/lede-algorithms

Algorithms course materials for the Lede program at Columbia Journalism School

Primary LanguageJupyter Notebook

Algorithms - Lede 2018

A course on algorithms for doing journalis.

Course overview

This is a course on algorithmic data analysis in journalism. We will cover basic methods for working with large(ish) data sets, and a variety of techniques used in story production, from regression to simulation to machine learning.

There are basically two different ways algorithms are combined journalism: we can use algorithms to analyze data to produce stories, and as we can do stories about algorithms that affect people's lives. We will do both.

  • Instructor: Jonathan Stray, jms2361@columbia.edu
  • Dates: Mondays and Wednesdays, 7/18-8/29
  • Class: 10am-1pm
  • Location: World Room
  • Lab: 2pm-5pm
  • Slack channel: #algorithms

Schedule

This is a rough outline, and subject to change, but your homework assignments will always be up to date!

Every Monday, you must bring in an algorithmic story to share with the class.

Homework is due before the following class.

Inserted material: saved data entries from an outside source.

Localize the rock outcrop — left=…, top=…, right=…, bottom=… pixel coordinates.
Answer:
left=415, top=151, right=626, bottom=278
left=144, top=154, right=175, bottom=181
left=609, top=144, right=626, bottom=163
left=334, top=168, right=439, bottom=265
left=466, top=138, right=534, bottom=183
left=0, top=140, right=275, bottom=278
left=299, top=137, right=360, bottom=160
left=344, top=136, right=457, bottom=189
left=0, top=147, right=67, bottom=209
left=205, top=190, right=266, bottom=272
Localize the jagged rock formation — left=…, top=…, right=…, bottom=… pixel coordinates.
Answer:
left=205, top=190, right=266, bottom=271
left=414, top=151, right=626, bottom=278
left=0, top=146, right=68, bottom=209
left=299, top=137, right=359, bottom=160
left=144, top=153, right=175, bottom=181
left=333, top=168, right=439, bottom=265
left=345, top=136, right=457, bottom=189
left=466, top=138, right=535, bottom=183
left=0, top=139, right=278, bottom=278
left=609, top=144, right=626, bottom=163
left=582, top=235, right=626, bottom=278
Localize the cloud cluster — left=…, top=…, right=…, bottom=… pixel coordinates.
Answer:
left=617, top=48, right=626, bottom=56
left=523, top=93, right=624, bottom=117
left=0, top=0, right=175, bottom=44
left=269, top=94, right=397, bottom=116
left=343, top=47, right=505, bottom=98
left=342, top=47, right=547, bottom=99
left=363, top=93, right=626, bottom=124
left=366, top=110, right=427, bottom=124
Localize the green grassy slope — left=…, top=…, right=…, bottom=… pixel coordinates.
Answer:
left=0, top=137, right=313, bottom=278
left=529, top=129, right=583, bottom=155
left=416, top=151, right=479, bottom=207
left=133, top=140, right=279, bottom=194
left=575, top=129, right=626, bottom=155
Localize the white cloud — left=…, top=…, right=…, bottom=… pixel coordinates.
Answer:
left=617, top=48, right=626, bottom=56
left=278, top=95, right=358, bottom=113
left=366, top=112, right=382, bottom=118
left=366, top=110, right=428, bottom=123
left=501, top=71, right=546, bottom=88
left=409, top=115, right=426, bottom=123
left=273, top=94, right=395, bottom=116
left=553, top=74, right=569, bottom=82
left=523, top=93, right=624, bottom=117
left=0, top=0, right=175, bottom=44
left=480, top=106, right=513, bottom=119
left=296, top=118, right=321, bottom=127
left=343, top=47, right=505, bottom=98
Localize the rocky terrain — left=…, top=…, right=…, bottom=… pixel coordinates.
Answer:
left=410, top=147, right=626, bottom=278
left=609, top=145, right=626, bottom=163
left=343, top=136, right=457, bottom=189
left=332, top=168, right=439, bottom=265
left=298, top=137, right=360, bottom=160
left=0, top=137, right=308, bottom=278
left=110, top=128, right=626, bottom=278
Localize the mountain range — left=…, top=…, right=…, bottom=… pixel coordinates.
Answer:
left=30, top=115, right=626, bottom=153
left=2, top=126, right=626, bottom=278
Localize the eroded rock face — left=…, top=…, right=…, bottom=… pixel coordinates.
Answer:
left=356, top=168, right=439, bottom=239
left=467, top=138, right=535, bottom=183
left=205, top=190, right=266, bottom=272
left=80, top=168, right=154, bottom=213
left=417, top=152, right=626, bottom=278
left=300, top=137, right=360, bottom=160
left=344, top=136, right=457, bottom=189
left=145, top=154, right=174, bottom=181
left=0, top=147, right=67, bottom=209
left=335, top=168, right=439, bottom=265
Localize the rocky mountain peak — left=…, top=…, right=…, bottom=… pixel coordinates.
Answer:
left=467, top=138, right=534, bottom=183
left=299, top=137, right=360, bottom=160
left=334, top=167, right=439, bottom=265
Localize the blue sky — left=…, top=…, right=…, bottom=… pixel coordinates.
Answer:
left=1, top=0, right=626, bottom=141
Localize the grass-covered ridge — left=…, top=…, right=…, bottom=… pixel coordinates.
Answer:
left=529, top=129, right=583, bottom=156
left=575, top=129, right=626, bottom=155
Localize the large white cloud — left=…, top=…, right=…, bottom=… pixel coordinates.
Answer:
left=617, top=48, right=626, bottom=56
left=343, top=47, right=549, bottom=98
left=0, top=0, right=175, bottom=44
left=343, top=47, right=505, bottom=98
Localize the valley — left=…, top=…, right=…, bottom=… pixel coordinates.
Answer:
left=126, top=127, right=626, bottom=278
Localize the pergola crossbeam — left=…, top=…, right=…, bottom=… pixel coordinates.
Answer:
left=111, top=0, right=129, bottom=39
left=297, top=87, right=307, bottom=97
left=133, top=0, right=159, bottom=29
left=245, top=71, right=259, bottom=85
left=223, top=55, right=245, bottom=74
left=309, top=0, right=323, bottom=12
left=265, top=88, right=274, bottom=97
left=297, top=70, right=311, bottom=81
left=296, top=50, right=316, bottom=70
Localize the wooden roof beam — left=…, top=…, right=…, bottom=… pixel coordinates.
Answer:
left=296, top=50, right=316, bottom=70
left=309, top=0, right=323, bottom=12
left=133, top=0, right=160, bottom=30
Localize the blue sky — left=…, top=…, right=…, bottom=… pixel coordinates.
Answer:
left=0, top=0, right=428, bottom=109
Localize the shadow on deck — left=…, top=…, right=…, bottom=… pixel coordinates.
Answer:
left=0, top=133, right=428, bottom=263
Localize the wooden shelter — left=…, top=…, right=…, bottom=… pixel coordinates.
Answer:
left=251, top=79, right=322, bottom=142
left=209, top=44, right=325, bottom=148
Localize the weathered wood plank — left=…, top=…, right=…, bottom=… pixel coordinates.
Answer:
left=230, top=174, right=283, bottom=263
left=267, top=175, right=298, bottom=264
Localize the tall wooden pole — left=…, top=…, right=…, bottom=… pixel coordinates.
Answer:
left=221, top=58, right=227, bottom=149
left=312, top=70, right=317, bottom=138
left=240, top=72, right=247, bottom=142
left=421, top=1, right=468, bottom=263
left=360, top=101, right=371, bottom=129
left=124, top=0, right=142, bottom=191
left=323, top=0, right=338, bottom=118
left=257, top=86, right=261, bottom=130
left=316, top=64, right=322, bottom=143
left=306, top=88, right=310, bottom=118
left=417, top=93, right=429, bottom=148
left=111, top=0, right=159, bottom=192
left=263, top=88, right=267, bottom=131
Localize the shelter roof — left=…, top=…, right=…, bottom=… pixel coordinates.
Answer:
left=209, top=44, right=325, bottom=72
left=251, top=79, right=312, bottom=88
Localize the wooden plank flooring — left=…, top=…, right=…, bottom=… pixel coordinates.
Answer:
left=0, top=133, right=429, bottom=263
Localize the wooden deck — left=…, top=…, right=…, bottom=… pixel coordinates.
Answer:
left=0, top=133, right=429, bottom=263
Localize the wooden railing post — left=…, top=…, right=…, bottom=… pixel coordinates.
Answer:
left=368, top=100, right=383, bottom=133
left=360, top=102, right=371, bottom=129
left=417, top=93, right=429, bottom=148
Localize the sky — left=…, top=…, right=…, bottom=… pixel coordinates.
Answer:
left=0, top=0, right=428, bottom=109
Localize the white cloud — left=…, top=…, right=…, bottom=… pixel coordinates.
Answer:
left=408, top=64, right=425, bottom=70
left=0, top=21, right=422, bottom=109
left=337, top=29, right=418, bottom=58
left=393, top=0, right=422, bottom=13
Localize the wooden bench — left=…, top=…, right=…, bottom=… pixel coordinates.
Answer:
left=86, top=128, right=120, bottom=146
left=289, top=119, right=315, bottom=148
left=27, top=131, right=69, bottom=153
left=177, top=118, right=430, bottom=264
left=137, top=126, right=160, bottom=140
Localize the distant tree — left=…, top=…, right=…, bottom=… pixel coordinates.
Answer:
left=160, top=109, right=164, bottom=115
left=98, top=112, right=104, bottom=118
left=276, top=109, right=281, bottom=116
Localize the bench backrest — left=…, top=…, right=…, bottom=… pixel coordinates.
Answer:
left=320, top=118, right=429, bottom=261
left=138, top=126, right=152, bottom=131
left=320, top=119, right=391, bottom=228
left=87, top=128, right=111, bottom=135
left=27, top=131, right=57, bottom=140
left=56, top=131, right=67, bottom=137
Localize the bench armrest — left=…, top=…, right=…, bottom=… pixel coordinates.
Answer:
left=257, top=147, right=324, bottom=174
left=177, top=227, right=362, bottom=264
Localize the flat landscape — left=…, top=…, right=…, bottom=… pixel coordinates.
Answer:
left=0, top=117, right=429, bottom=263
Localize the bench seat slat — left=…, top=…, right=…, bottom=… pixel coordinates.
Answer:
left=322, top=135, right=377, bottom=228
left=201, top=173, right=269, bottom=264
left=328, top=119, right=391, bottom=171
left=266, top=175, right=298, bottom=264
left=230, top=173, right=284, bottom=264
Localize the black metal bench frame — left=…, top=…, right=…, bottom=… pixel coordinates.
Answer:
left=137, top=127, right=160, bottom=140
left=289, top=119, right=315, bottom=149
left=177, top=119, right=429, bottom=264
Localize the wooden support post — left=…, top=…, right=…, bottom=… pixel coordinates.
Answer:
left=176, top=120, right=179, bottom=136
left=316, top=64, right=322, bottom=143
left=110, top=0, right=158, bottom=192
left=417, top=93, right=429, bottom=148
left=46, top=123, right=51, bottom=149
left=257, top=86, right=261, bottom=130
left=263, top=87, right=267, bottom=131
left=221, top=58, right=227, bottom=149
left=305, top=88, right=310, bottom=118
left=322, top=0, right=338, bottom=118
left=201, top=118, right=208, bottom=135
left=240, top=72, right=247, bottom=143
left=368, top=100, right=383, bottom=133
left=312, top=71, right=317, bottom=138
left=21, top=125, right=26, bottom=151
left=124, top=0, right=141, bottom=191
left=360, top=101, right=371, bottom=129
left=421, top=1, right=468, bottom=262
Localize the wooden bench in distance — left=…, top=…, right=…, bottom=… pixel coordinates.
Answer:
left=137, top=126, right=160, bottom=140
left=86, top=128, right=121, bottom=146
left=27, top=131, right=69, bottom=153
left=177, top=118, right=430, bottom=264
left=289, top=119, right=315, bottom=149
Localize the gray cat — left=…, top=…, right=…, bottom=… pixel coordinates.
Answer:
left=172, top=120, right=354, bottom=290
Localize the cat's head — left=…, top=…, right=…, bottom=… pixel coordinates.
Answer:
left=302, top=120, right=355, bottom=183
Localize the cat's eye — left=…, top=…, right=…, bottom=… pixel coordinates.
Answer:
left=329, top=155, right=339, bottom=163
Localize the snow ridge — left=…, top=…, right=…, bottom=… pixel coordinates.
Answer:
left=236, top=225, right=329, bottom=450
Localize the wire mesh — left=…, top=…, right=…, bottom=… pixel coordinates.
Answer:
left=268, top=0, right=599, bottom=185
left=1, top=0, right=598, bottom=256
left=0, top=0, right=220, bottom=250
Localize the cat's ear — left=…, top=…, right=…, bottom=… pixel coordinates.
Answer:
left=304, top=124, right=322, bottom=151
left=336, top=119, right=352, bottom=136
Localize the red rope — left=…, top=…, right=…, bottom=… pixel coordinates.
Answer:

Week 1 - Introduction to Algorithms

Algorithms for doing journalism, journalism about algorithms. The purpose of mathematical formalism. csvkit for working with large files. Homework:

  • Use a Jypyter notebook to prove that an average of averages is not the same as the overall average. Similarly for median.
  • Work out when the overall average and an average of averages are equal, and prove formally that this must be so.
  • Show that this really works, by computing the values in Jupyter.
  • Repeat this exercise for the median.

Week 2 - Text Processing

Week 3 - Regression

Week 4 - Machine Learning

Week 5 - Network Anaysis

Week 6 - Simulations 1

Week 7 - Simulations 2